Researchers report that portion-size changes are part of the “supersizing” phenomenon seen at fast food establishments and at restaurants. While the use of takeaway foods and restaurant dining have played a role in promoting larger portion sizes, it appears that portion sizes both inside and outside of the home environment have increased.

This shift to larger portion sizes within the home environment indicates marked changes in eating behaviour which need to be addressed.

According to another survey on food portion sizes, it was found that the actual sizes of food portions consumed were significantly larger than those advocated as healthy by US government regulatory bodies.

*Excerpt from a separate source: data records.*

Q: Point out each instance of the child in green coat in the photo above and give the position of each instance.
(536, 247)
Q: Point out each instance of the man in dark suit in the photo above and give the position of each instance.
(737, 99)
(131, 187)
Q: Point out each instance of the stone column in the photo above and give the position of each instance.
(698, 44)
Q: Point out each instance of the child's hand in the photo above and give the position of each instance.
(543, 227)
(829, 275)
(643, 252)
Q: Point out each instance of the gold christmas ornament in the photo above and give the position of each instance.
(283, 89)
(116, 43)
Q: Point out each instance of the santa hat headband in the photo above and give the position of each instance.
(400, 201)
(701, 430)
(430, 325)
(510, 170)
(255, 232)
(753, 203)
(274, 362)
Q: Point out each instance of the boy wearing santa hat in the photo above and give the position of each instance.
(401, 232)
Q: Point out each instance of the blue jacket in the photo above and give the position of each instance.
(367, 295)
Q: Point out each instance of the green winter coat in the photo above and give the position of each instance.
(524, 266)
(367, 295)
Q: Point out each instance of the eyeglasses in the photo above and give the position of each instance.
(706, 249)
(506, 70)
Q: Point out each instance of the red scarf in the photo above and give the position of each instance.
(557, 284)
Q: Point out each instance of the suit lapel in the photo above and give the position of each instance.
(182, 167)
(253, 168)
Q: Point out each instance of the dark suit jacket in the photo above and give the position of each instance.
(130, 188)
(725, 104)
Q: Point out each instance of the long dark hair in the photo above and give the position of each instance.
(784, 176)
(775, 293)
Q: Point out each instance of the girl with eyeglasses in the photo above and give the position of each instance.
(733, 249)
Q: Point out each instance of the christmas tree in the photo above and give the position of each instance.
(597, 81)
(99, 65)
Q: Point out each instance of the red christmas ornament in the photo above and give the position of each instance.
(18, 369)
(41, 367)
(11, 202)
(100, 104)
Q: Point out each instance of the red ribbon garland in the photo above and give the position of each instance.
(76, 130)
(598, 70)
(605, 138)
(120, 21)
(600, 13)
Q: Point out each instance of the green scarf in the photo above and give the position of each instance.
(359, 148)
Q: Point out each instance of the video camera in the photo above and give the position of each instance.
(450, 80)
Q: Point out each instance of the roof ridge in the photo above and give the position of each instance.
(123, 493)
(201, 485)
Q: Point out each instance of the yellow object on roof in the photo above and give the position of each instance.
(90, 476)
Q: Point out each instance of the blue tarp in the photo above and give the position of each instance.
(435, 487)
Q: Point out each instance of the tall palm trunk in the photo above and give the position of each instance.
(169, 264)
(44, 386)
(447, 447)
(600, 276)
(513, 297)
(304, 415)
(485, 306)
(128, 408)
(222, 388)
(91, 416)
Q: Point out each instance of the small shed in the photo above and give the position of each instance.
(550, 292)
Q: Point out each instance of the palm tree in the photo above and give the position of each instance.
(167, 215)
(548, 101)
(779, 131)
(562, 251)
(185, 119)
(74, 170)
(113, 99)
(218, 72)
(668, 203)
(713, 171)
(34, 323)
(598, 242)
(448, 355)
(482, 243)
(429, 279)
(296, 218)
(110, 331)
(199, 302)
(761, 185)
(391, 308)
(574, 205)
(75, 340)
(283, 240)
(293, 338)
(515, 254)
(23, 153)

For example, it was found that the average portion of pasta was 480%, muffins 333%, steaks 224% and bagels 195% larger than recommended. The largest excess over recommended health standards was found in the cookie category, where portion sizes were 700% bigger than recommended.

Losing our perspective?

With the global trend in food consumption, it seems like we have lost our perspective on what a suitable portion of food is. Health authorities clearly state that educating people on which foods to eat and which foods not to eat is not enough. An equally important issue is the quantity of food being consumed.

Till says that one should not target restricting single nutrients in the diet such as fat, carbohydrates or protein. Rather, South Africans should eat the best foods from each group.

South Africans should not believe that the amount of food that a restaurant serves is the correct portion as people of all shapes and sizes receive the same portion in restaurants.

Till recommends that you increase the proportion of fruit and vegetables and decrease the proportion of high-calorie foods such as French fries and soft drinks in your diet.

Choose whole-grain, high-fibre foods, eat oily fish, but restrict your intake of saturated and trans fats, e.g. fast food. Be cautious of free sugars, such as cane sugar, which is the most commonly used food additive.

Tips to manage your plate

  • Use smaller glasses, cups, plates and serving spoons
  • Read food labels
  • Share meals
  • Eat slowly
  • Do not eat in front of the television
  • Do not serve from the table as it makes it easier to have seconds.